O Ensino de Computação e a Função da IA
Ferramentas como o Copilot, da Microsoft, estão reformulando o ensino de programação, tornando-o mais dinâmico e acessível. Professores, como Risto Miikkulainen, da Universidade do Texas, defendem que essas ferramentas agem como tutores, auxiliando os alunos no processo de aprendizado. Assim como calculadoras não eliminam a necessidade de entender aritmética, as ferramentas de IA não substituem a importância de compreender a lógica por trás da programação.
Além disso, disciplinas como IA responsável e prevenção do uso indevido de tecnologia se tornarão parte essencial do currículo. Profissões emergentes, como engenheiros de aprendizado de máquina, especialistas em MLOps e consultores de conformidade regulatória, também ganharão relevância.
O Impacto da IA na Educação em Ciência da Computação
Preparação Desde a Educação Básica
Julie York, da Computer Science Teachers Association, ressalta a importância de introduzir conceitos de ciência da computação desde a infância. Alunos do ensino fundamental podem aprender o que é um assistente virtual e desenvolver habilidades para navegar com segurança no meio digital.
York também destaca o papel do pensamento crítico na compreensão dos dados e na forma como eles são utilizados. Para ela, a IA deve ser encarada como uma parceira na resolução de problemas, e não como uma substituta para o esforço humano e a criatividade.
Transformação do Mercado: Surgimento de Novas Funções
Embora a IA possa automatizar algumas tarefas, especialistas concordam que novas oportunidades de trabalho estão surgindo. Um exemplo é a engenharia de prompts, uma habilidade emergente que envolve a elaboração de comandos claros e eficazes para sistemas de IA. Assim como abreviações se popularizaram na comunicação online, aprender a “falar em prompts” pode se tornar uma habilidade essencial no futuro digital.

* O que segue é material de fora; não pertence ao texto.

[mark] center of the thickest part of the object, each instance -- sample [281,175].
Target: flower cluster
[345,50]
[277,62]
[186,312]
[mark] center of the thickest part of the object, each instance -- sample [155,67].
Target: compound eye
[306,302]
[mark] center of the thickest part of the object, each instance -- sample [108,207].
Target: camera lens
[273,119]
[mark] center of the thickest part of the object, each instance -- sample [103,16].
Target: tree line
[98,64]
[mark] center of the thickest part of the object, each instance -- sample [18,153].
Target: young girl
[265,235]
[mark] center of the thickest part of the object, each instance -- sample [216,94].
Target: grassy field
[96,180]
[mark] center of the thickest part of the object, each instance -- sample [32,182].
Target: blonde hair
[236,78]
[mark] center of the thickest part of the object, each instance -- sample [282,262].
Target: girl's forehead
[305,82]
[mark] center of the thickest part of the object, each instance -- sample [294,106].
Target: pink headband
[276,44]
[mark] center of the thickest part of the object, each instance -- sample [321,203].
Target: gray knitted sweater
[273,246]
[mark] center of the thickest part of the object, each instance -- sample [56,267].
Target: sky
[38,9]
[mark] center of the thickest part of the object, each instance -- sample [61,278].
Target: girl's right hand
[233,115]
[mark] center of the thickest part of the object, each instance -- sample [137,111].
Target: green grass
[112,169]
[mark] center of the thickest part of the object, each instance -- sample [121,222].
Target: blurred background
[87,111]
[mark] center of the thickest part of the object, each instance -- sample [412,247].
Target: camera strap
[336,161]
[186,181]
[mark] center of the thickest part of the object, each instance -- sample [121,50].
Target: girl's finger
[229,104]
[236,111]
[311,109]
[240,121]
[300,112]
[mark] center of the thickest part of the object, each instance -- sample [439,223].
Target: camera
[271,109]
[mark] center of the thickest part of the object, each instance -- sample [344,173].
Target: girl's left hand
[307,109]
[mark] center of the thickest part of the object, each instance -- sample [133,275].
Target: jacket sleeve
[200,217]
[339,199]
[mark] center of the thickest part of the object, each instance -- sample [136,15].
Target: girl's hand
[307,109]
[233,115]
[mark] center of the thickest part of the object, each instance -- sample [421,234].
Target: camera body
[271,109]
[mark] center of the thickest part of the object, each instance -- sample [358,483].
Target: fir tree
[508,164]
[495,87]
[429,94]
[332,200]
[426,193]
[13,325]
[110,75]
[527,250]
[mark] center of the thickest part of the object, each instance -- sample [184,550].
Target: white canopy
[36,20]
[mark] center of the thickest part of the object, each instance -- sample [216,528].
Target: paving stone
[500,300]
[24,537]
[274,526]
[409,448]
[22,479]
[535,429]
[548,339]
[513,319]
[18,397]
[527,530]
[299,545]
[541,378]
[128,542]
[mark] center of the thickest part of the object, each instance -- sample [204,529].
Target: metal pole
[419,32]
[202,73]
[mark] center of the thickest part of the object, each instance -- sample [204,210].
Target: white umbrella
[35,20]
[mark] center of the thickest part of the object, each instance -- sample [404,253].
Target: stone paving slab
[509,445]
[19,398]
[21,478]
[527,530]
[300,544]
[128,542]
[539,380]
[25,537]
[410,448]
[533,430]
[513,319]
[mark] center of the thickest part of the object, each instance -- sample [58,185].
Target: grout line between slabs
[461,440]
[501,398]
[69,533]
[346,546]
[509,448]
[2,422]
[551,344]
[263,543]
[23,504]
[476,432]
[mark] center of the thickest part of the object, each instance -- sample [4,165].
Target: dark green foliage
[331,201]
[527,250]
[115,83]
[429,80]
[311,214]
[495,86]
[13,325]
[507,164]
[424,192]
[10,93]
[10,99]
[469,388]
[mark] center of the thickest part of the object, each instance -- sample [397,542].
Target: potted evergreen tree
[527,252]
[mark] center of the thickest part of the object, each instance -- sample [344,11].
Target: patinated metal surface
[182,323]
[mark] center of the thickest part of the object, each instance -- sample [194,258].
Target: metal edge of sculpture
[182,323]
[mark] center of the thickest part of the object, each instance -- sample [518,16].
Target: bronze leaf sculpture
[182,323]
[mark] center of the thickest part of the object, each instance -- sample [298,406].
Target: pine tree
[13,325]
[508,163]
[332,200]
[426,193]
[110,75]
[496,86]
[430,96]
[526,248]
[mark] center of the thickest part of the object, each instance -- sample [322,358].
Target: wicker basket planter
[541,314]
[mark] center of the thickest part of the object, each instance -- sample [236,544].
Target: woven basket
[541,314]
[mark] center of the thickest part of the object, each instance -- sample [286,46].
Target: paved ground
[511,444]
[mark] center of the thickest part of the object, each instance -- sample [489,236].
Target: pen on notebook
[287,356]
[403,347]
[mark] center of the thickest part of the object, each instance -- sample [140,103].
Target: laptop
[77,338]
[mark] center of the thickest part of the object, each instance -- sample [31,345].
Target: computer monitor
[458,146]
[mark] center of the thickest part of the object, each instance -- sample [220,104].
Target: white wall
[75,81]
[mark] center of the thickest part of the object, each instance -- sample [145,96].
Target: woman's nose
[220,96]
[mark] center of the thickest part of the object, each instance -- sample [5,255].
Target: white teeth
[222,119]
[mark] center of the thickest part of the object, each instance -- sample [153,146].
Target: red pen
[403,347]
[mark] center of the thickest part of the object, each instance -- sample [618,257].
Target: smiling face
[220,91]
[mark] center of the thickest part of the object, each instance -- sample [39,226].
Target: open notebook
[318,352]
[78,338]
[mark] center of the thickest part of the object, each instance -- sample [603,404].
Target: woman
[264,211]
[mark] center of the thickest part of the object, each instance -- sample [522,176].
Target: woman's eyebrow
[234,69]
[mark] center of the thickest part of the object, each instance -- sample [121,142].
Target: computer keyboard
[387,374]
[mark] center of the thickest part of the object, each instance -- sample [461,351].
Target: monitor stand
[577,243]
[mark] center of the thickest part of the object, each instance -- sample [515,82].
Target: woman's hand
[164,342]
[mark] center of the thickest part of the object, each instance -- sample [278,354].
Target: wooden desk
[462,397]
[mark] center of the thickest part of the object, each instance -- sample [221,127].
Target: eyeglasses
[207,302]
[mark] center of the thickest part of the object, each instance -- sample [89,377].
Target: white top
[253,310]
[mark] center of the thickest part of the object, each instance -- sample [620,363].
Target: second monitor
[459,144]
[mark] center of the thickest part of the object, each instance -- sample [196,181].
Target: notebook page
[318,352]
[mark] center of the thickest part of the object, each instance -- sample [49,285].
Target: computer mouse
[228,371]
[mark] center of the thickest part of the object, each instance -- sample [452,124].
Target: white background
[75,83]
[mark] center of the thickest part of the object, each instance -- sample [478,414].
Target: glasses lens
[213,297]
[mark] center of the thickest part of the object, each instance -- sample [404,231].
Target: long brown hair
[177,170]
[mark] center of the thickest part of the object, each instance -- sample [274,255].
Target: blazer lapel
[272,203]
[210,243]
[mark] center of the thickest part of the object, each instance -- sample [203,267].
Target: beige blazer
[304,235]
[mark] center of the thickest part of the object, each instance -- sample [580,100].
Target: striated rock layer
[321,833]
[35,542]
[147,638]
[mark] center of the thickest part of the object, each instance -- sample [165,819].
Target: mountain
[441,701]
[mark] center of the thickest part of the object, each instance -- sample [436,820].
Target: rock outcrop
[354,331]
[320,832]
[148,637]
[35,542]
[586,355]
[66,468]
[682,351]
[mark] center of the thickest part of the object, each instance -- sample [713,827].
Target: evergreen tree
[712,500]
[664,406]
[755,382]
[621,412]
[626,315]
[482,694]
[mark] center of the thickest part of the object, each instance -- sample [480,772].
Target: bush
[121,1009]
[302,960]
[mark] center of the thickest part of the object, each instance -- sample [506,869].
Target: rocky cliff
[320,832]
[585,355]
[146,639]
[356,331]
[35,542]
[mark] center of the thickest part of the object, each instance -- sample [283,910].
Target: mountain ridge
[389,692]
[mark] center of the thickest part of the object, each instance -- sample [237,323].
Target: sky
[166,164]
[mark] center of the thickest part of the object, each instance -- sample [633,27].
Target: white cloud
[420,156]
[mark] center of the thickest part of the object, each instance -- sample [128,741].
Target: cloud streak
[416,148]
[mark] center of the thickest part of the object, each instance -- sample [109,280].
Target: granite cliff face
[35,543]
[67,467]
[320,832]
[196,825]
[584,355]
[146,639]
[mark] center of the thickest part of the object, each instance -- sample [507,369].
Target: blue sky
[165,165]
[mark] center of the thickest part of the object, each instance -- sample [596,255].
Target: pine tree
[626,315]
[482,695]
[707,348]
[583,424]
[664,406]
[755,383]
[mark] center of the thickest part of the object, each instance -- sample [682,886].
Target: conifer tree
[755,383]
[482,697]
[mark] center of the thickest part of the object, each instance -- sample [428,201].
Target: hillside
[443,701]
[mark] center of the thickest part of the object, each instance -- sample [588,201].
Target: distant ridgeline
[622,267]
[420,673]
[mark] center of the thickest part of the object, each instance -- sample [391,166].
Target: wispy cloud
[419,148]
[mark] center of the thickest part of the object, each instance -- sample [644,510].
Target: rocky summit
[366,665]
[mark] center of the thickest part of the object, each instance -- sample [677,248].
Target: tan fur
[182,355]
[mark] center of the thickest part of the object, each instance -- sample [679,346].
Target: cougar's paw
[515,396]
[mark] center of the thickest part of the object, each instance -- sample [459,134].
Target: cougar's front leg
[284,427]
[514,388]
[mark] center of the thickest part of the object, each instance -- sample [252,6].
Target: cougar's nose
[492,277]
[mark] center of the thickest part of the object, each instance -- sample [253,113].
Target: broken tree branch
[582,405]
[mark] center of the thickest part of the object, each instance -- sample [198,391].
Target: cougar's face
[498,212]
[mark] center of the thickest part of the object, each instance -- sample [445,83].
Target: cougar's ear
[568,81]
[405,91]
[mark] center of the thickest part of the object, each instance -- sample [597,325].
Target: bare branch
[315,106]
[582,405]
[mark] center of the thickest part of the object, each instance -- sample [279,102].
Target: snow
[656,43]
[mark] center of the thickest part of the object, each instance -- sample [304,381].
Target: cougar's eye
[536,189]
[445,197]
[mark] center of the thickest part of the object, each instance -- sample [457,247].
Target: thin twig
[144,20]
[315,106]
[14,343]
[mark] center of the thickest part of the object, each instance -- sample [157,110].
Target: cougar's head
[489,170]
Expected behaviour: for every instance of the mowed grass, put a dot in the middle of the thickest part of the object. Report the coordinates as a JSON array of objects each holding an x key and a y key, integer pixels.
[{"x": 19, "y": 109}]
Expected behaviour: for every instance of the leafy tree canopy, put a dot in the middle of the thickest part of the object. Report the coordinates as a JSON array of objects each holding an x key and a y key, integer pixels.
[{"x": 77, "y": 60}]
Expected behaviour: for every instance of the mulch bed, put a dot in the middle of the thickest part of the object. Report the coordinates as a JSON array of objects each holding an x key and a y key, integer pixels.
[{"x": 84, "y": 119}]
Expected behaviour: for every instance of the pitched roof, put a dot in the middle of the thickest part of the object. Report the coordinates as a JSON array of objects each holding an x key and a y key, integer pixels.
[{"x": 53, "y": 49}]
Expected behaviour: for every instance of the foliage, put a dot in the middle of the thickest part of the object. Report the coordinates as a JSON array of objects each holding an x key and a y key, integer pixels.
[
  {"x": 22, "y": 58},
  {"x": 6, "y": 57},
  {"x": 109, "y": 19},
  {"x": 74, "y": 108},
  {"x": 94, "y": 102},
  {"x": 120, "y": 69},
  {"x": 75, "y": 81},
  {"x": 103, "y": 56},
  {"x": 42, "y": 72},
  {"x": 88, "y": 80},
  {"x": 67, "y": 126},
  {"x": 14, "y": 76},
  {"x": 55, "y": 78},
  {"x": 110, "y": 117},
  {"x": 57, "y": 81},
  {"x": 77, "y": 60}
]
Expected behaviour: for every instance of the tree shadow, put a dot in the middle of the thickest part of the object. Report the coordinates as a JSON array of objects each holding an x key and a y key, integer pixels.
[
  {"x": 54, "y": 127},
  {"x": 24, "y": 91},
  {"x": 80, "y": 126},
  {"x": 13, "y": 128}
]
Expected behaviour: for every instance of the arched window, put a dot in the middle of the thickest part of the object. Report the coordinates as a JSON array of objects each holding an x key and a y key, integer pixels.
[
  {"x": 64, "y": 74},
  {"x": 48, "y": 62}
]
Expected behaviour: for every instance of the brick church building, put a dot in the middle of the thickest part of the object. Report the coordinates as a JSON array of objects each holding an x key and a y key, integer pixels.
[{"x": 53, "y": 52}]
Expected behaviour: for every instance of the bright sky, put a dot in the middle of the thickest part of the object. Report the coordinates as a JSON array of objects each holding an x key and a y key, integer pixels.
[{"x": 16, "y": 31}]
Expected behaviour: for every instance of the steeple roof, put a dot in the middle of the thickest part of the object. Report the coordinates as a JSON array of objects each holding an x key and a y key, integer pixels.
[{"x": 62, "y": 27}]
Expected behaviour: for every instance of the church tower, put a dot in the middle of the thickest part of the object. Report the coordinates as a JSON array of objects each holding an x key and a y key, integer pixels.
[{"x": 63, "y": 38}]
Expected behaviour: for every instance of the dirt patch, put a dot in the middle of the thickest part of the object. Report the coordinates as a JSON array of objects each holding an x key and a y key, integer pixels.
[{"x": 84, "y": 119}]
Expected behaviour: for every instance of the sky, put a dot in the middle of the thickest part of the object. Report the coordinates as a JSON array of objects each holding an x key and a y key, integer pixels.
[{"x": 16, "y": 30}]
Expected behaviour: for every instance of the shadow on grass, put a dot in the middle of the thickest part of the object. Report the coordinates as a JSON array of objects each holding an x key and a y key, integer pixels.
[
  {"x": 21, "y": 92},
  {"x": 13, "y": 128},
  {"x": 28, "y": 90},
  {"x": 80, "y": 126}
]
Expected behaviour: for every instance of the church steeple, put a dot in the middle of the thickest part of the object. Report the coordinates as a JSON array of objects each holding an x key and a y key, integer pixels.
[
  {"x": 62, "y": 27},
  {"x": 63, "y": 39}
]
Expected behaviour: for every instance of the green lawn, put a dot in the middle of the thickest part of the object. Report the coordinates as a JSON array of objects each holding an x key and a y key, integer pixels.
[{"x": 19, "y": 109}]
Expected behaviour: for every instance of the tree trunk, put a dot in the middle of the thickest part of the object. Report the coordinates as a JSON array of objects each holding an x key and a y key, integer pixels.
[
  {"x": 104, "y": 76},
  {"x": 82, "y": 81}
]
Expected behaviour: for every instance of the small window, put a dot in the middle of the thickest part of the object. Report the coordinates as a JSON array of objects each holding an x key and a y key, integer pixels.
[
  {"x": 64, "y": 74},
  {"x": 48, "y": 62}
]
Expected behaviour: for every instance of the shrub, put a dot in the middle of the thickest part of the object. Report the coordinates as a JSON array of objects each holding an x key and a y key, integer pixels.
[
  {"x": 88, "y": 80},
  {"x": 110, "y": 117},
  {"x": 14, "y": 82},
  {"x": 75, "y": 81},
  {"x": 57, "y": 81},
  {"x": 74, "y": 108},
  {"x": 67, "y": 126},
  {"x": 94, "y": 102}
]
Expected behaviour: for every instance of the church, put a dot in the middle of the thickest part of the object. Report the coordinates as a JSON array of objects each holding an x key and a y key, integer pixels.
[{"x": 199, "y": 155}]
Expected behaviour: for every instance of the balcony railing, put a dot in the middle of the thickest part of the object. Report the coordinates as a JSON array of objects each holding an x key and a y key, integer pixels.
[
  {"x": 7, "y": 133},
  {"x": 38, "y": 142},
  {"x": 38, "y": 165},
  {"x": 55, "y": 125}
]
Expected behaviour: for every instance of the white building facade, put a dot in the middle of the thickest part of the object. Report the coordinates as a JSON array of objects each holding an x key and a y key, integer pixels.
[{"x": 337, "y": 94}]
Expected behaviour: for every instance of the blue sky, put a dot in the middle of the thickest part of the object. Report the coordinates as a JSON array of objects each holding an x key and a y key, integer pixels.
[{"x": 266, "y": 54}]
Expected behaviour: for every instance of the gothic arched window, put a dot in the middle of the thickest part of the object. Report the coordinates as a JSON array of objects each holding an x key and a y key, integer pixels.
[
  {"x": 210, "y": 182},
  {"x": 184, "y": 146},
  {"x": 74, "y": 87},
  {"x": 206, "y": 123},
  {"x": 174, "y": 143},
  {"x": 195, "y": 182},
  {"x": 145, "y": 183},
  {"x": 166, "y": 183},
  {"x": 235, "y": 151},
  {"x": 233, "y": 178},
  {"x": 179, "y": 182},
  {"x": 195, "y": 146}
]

Desafios e Equidade no Acesso à Educação
York também aponta para a necessidade de garantir equidade no acesso ao ensino de ciência da computação. Escolas em áreas mais favorecidas já oferecem cursos de programação, enquanto estudantes de regiões menos privilegiadas podem ficar para trás. É essencial democratizar o acesso para que todos possam acompanhar as exigências do mercado de trabalho em transformação.
Conclusão
A chegada da IA representa tanto um desafio quanto uma oportunidade para a educação em ciência da computação. Cabe ao sistema educacional evoluir junto com essas mudanças, preparando as próximas gerações para lidar com um mercado de trabalho dinâmico e imprevisível.
Klopfer resume: “Ferramentas como o ChatGPT e o Copilot não devem ser evitadas, mas sim incorporadas à educação de forma inteligente. O desafio é encontrar maneiras de usá-las para complementar e enriquecer o aprendizado, em vez de substituir o processo de pensar e criar.”